An average Zimbabwean family of five now requires at least ZWL$11,334 000,about US$140 per month at the interbank rate to survive.
This comes as the Zimbabwe National Statistics Agency (ZimStat) today (Friday) revealed that the Total Consumption Poverty Line (TCPL), commonly referred to as the Poverty Datum Line (PDL), for one person increased and now stands at ZWL$ 2,267.00, while that for an average of five persons per household is pegged at ZWL $11,334.00.
This means that an individual requires that much to purchase both non-food and food items as of today (Friday) in order not to be deemed poor.
If an individual does not consume more than the TCPL, he or she is deemed poor.
The analysis uses the per capita consumption expenditure, and an average of five persons is used based on the average size of households as established by the 2012 Population Census.
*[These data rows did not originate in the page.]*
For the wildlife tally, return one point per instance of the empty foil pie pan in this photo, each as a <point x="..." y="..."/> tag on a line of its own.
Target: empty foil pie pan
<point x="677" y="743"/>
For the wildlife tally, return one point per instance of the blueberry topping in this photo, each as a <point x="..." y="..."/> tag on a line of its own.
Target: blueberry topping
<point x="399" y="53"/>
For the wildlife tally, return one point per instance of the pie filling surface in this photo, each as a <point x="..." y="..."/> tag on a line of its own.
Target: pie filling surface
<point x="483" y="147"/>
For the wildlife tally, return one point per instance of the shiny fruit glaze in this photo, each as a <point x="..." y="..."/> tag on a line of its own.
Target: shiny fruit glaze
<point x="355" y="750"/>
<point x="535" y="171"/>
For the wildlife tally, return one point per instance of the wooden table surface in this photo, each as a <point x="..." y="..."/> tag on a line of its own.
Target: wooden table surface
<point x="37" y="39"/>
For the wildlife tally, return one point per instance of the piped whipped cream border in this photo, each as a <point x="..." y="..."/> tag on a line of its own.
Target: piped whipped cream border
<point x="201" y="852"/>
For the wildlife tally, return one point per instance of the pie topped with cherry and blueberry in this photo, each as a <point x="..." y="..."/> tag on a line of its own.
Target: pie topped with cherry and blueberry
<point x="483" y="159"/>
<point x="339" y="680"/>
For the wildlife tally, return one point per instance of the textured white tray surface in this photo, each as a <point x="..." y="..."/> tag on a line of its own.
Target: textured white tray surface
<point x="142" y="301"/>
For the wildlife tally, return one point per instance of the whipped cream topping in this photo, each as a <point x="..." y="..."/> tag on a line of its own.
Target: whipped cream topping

The continuous rise in the cost of living exhibits the effect of hyperinflation which is mostly attributed to the unstable exchange rate which sees the local currency losing value against the United States dollar.
The majority of Zimbabweans are living below the Poverty Datum Line as many of those formally employed are earning less than $5 000 per month, meaning most workers’ salaries are about half the PDL.
A significant number of workers’ salaries are almost half the PDL, leaving them struggling to make ends meet.